We all learned in science class about symbiosis, in which two species live together, like clownfish and anemones each protecting the other from predators. Some teachers are brave enough to tell us that symbiosis isn’t just “out there in nature” but happening in our own bodies, that we couldn’t digest our food without bacteria living inside us all the time.
We also learned that evolution is “the survival of the fittest”–every species for itself, every individual of the species striving to be worthy of reproducing, constant competition with winning and losing based on individual strength and merit. Lynn Margulis argued that lots of evidence indicates the importance of collaboration between species and cooperation between individuals in the process of evolution as well as in the maintenance of daily survival. Her view has been controversial because it challenges assumptions that are popular, especially with men: Many men prize competition, individual merit, crushing others on the way to the top, being a “self-made man” who acknowledges no support from others. Because science was a very male-dominated profession when she got started in the late 1950s, her ideas and findings would have been minimized anyway, but her questioning of treasured assumptions and her insistence that all life is working together like a bunch of hand-holding hippies made her really threatening/laughable to the scientific establishment. Nevertheless, she persisted, published lots of books and articles, and ultimately got some of her findings accepted by mainstream science.
I really appreciated the film’s explanation of Darwin’s theory of evolution compared to neo-Darwinism (or “the theory of evolution accepted by the scientific establishment in the late twentieth century”) because I’d never realized how different they are, how much scientists between Darwin and Margulis had narrowed their understanding and closed their minds to observing evidence that didn’t fit the pattern they expected to see, or how heavily neo-Darwinism relies on “random mutations” as the mechanism of change.
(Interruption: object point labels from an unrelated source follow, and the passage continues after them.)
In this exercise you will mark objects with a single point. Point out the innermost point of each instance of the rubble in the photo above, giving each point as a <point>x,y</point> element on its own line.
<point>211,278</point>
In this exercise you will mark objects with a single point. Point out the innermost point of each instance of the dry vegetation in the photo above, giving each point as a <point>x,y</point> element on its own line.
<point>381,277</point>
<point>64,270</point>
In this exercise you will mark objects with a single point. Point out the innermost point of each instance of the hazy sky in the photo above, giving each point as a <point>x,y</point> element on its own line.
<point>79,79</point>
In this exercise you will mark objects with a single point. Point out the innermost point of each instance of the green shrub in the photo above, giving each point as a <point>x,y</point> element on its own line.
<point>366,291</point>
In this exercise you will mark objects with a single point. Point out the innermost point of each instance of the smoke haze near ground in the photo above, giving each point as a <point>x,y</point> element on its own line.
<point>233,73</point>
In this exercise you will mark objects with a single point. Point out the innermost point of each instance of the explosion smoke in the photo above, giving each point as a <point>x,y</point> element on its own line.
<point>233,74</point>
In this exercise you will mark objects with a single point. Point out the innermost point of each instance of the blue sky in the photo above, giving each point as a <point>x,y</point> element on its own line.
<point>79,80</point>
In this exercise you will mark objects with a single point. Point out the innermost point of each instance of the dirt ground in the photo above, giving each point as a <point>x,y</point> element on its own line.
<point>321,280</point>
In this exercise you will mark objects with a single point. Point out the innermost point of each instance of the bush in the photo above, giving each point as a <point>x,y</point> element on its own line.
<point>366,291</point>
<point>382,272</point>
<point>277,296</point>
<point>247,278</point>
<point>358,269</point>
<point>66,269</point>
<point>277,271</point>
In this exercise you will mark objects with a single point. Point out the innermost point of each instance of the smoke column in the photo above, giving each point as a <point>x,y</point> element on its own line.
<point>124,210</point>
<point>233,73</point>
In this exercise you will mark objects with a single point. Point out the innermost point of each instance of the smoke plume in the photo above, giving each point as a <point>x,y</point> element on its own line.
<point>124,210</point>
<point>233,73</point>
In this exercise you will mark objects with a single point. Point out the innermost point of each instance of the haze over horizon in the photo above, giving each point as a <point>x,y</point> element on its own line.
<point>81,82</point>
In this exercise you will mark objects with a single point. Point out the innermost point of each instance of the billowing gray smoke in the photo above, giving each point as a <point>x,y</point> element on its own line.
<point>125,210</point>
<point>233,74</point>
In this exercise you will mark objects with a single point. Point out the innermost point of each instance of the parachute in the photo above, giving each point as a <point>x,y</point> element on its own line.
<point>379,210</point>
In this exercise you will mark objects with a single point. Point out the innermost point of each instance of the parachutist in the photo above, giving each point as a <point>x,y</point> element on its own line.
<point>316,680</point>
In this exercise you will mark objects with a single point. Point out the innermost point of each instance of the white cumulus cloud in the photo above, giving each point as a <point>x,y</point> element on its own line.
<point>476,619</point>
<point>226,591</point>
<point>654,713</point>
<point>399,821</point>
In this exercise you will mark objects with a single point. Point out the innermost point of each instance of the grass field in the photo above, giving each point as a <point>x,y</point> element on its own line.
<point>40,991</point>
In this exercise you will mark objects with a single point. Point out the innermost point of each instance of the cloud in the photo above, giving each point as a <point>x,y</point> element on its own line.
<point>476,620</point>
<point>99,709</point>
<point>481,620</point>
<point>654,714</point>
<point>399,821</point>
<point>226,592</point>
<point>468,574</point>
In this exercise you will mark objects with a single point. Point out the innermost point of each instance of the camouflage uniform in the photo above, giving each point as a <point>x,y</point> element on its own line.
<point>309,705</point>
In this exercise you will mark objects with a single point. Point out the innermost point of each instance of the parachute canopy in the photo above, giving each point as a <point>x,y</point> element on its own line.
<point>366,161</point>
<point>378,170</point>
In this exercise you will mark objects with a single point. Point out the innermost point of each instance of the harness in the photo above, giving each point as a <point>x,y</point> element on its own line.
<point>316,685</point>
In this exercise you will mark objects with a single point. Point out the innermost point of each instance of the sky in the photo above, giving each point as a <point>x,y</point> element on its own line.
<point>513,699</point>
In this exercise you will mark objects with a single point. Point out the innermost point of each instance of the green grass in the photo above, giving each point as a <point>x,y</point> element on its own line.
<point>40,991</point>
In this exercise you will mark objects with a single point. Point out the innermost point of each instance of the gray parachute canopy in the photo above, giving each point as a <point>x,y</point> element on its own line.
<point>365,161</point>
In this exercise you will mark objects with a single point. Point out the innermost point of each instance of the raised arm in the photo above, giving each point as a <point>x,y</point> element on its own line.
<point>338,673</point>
Margulis’s enthusiasm for figuring out complex interrelationships is contagious and has exciting implications for solving problems like pollution and global climate change.
I also enjoyed seeing lots of images of a serious scientist, at various stages of her life, who was unabashedly female and liked to wear purple flowery blouses and long skirts. She didn’t have to cut her hair short, wear gray pants and a white lab coat at all times, or be celibate and childless–and she didn’t have to flinch from pond scum and stay on the bank keeping tidy, either! She was herself, doing science, and there was no conflict there.
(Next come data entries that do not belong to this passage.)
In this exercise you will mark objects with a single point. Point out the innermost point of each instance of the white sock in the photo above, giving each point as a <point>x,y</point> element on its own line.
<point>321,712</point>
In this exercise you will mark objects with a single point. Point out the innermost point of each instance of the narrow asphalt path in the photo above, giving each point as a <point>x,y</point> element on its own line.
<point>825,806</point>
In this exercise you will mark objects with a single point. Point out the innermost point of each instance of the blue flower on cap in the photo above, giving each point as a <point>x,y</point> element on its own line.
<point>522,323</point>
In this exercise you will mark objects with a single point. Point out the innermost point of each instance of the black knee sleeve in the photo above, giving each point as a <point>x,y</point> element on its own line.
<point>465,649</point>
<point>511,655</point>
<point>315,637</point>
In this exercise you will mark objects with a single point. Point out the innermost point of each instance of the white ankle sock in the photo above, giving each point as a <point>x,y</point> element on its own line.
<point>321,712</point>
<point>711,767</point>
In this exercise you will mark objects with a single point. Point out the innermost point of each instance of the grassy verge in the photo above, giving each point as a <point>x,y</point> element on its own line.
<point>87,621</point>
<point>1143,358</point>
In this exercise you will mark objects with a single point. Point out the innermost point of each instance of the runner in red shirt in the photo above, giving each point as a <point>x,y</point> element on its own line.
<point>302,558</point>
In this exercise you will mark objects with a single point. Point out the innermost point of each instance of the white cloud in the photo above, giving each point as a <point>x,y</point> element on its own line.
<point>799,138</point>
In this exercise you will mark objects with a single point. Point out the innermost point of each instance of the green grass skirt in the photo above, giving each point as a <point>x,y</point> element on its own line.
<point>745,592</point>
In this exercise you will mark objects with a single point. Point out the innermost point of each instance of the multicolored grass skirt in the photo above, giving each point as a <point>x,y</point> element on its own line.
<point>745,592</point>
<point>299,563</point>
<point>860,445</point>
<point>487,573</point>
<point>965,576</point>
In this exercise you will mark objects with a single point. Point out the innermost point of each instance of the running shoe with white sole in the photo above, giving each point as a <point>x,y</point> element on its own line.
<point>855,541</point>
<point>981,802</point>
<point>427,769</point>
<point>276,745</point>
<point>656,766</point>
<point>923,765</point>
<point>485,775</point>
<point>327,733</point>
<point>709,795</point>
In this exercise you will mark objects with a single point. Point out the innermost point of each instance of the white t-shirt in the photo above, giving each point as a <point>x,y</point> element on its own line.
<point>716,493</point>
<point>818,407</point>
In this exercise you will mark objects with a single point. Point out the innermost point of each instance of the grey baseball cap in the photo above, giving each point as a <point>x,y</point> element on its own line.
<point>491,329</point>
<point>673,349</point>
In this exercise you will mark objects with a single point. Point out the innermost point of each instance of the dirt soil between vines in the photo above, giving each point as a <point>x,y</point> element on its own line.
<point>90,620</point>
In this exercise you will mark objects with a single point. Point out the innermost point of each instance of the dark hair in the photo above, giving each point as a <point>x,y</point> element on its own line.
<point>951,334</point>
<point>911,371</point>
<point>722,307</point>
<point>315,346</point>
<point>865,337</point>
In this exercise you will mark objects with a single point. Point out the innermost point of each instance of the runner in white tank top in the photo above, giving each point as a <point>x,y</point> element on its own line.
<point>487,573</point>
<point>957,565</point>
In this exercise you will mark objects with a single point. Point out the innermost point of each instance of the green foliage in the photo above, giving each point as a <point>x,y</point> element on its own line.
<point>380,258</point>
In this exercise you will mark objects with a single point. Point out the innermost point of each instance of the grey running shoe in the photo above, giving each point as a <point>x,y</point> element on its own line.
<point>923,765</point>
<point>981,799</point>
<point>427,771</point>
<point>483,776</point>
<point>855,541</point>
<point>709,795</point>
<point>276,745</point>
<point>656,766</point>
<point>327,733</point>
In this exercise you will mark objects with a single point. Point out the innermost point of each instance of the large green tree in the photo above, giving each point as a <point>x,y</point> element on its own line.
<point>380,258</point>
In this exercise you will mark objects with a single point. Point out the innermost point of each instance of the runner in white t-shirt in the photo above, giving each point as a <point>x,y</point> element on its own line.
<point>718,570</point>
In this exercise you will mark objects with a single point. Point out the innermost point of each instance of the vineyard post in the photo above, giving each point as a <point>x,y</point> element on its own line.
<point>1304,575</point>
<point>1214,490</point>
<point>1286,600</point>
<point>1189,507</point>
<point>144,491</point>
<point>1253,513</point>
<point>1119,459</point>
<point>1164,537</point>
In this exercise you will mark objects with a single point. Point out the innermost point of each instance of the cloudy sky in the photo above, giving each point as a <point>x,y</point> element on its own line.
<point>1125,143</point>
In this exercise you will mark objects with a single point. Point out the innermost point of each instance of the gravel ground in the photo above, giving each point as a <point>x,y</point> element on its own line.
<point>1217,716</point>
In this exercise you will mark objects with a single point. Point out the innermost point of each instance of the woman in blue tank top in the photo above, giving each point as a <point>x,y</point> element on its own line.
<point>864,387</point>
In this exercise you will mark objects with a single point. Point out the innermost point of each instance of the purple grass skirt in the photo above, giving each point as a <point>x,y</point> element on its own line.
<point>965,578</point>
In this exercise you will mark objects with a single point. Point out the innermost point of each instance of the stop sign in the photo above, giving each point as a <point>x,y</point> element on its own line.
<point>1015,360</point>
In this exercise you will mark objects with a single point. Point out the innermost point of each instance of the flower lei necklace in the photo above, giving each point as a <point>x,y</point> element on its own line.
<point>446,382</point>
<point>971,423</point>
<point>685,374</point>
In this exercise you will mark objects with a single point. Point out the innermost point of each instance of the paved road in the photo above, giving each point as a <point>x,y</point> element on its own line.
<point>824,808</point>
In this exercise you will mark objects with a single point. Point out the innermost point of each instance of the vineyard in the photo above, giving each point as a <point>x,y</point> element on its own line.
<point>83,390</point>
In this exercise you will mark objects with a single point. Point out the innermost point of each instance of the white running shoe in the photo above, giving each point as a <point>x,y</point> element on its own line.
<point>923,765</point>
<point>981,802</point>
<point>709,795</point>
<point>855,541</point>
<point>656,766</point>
The one weak section of this documentary is “Working Together, a/k/a How Did She Do It All?” Of course, you have to have that section whenever you tell the story of anyone who got anything done while also being a mother, and Lynn Margulis had four children–two of them born while she was in the process of completing four academic degrees in eight years. I was hoping to hear about how the principles of symbiosis applied to her family life! But no. “I quit my job as a wife twice,” she said. “It’s not humanly possible to be a good wife, a good mother and a first-class scientist. No one can do it — something has to go.” It’s depressing how infrequently documentaries on scientists or other accomplished people who were also fathers address this issue….
Symbiotic Earth is a great inspiration to appreciate all the things that are working together on our planet now, and all the things that had to work together to create the diversity of lifeforms we have today.